The findings, published in Cell Host & Microbe, support the idea that the gut microbiota modulates immune responses, suggesting new avenues for cancer treatment.
“This research highlights the complex interplay between beneficial and detrimental bacteria within the gut microbiota in determining treatment outcomes,” says study co-author Hansoo Park at the Gwangju Institute of Science and Technology in Gwangju, South Korea. “While the connection between gut microbiota and immune response to cancer therapy has been a growing area of interest, our study provides concrete evidence and new avenues for improving treatment outcomes in a broader range of cancers.”
Previous research has suggested that transferring stool from responsive patients into the gut of people who did not respond to immunotherapy can boost treatment efficacy in some skin cancers. However, it is unclear how this procedure — known as fecal microbiota transplantation — can help overcome resistance to a class of immune checkpoint inhibitors called anti-PD-1 inhibitors in people with other types of cancer. What’s more, which gut bacteria can boost treatment effectiveness remains unknown.
To address these questions, Park and his team administered a fecal microbiota transplant to 13 people with advanced gastrointestinal cancer who had not responded to anti-PD-1 inhibitors.
Boosting treatment efficacy
All study participants had metastatic cancers that were resistant to the anti-PD-1 drug nivolumab. Four people had gastric cancer, five had esophageal cancer, and four had hepatocellular carcinoma — a type of cancer that originates from the main type of liver cells.
The stool donors had the same types of cancer and responded to treatment with nivolumab or another anti-PD-1 drug called pembrolizumab. After recipients took antibiotics to reduce their existing gut microbiota, they received the fecal microbiota transplantation through a colonoscopy procedure.

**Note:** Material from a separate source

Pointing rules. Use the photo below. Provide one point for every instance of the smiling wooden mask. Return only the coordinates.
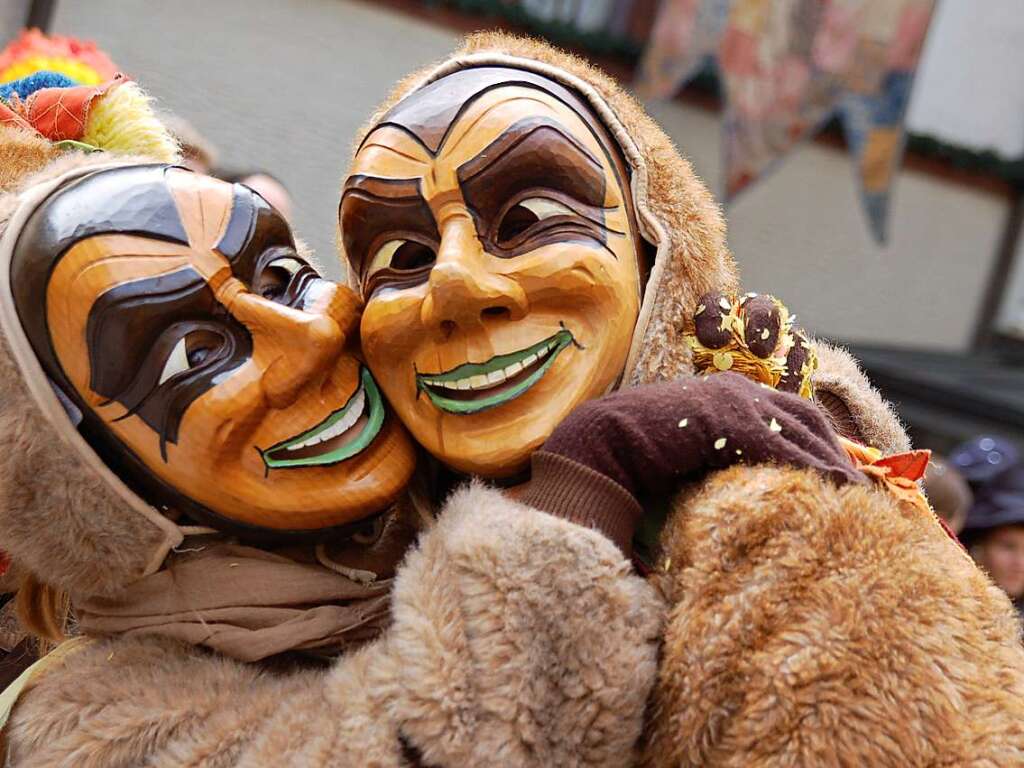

“One of the most surprising results was from a hepatocellular carcinoma patient who initially showed no response to the first [fecal microbiota transplantation] and continued to experience cancer progression,” says study co-author Sook Ryun Park. “However, after switching the donor for the second [fecal microbiota transplantation], the patient exhibited remarkable tumor shrinkage.”
Targeting the microbiota
Next, the researchers set out to investigate which bacteria were more likely to determine the success of a fecal microbiota transplant combined with checkpoint inhibitors. They found that a bacterial strain called Prevotella merdae Immunoactis, which had not been previously described, boosted the effectiveness of fecal microbiota transplantation. Two other bacterial strains, Lactobacillus salivarius and Bacteroides plebeius, reduced treatment efficacy.
The researchers now plan to continue studying these and other strains to develop strategies that target the gut microbiota to improve responses to cancer immunotherapy. “By examining the complex interactions within the microbiome, we hope to identify optimal microbial communities that can be used to enhance cancer treatment outcomes,” Hansoo Park says. “This comprehensive approach will help us understand how the microbial ecosystem as a whole contributes to therapeutic success.”
However, the authors caution that fecal microbiota transplantations carry the risk of transmitting harmful microbes. The procedure also lacks standardized protocols and regulatory guidelines. “Developing efficient and cost-effective methods for production and distribution is necessary for widespread adoption,” Sook Ryun Park says. “Addressing these challenges through comprehensive research and careful planning will be essential for integrating [fecal microbiota transplantation] into the standard of care for cancer treatment.”